The Forgetting

Dec 10, 2006 02:44

I am slowly working on what I hope will be a longish piece and had this one bug me until I wrote it.  I'm really not normally quite this pessimistic.  Doomsday made me very sad, what can I say?

“Love is so short, forgetting is so long.”  - Pablo Neruda

The Doctor turned away from the white wall and forced his mind away from the horror of solitude. After all these years, he knew better, had known better, than to trust anyone but himself. This separation was inevitable. He had been willing hours ago to thrust Rose unwilling into the other universe, to force her away from him for her own protection. That had been strangely acceptable. It had been his own choice. He had made that choice for her before and been content with it. Once, she had chosen to shatter the rules and come back for him. When she had, part of him had broken and she had wedged her way into him through that crack. He maintained the illusion of control since then, crowing his authority, making decisions for the world and the worlds and the whole of time and space.

This, this white wall and the emptiness of utter victory, was not his choice. For a moment, he had allowed himself to hope, hold her hand, let her say "forever," and the fall from such a height was more crushing than he had feared.

He walked by the destruction and chaos of the tower without giving it a second glance. A body here, a broken desk there, the smell of burning and death pungent in the air, all meaningless to him. Once, he would have stopped, touched a bloody face, said "I'm so sorry," even felt responsible. He felt so much now and it would burn him to ashes. He said, "I'm so sorry," aloud, and wondered if he was sorry for anyone but himself, and, oh Rose, for her.

Her father had saved her when he could not. He felt a moment of anger that he, striding across worlds, had been made humble by the act of a human. But that had been Rose's father, in a sort, and he expected nothing less of her. The thought of her in the Void made his stomach clench and his hearts pound. His lovely Rose, trapped in a Hell he had surely made for her. Now she would be safe. Safe. He had wanted that for her. Hadn't he? He had made that vow to Jackie and repeated it often enough, but had he really meant it he would have forced her away from him, from chaos, from death. He had never been strong enough to refuse her.

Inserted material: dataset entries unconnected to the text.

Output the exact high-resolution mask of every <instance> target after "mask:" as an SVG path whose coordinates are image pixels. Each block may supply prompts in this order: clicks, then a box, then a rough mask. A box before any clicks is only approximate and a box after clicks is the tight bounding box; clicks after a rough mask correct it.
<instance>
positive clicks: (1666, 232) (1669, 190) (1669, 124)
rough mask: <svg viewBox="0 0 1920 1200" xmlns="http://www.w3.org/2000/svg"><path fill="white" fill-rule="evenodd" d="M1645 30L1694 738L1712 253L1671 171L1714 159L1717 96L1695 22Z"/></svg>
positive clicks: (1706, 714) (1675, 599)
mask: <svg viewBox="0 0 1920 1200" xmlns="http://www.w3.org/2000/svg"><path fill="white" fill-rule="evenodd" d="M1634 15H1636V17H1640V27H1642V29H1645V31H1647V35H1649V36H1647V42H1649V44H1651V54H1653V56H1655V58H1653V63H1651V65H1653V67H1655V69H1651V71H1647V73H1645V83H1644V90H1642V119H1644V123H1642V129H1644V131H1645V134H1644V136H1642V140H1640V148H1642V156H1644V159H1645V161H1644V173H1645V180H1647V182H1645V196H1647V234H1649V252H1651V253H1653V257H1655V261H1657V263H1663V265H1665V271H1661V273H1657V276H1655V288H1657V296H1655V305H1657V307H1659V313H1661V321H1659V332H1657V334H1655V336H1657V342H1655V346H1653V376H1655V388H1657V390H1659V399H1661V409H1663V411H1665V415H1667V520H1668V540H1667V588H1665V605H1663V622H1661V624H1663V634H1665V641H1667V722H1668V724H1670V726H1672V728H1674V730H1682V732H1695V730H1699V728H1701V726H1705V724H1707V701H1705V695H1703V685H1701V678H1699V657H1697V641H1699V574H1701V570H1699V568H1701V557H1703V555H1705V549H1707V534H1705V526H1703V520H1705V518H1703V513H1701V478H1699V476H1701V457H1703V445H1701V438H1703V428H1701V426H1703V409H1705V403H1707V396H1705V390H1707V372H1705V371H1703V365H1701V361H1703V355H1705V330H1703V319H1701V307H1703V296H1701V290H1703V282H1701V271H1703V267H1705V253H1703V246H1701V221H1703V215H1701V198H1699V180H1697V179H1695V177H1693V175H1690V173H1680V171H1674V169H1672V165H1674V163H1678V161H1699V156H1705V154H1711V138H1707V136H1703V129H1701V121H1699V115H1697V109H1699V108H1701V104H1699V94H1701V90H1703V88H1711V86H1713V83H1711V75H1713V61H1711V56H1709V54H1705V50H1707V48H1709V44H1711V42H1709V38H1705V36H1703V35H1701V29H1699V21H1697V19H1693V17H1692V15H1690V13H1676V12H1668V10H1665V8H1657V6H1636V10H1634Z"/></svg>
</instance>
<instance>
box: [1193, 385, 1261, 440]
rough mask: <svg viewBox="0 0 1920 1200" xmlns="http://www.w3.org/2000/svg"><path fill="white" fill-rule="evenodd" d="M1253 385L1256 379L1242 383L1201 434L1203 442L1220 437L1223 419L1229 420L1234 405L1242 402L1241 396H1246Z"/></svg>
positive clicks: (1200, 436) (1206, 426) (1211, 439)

A lone siren wailed outside and he pushed through a door hanging off its hinges to find a stairwell. It was a long way down and he briefly contemplated letting himself fall, breaking apart physically as he was inside. If it would have done any good he might have done so. The curse of the unbreakable, to keep going when everyone else would not. He had been here before and he did not know how he could bear it again.

For a moment the stairwell shimmered in his eyes and was a roiling ball of flame, shattered pieces of his world flaring before his eyes. He cried out and put his hand across his eyes. The vision passed and was replaced by Rose, smiling, lolling in the apple grass with love in her eyes. Then, she screamed his name and was falling into the Void, not saved by Pete this time but through the wall into the space between the universes. It did not happen that way, he thought furiously to himself, she will be safe and loved and have a fantastic life.

He pounded down the stairs relentlessly and out into the air, thick with dust and smoke. He heard a woman sobbing nearby and did not turn to find her. He stumbled forward, wanting only to go home, knowing only that his home was where Rose was and he would never go home again.

I have to say goodbye. He thought of Sarah Jane and her years of waiting for him. He owed more to Rose. No, he wanted more.

In the TARDIS, he began frantically to search for a way. His brilliant mind focused on pure science and for some time, days for some, years for others, he worked tirelessly. He knew enough this time to disallow hope, but he would see her again.

When he did, he was broken again, knowing he had extended hope to her and then snatched it away. The moment broke, and he was alone, again, for what he vowed would be the last time. He let tears stream down his face and didn't say the words. He opened his eyes, let out a little sigh, and knew what he could try to do. The hope, his Rose, would be tucked away on a shelf in his mind like a cherished toy from childhood. He would take it out every once in a while to brush off the dust and open his wound enough to remind him why he did not allow himself the luxury of personal optimism.

The forgetting was what he knew best.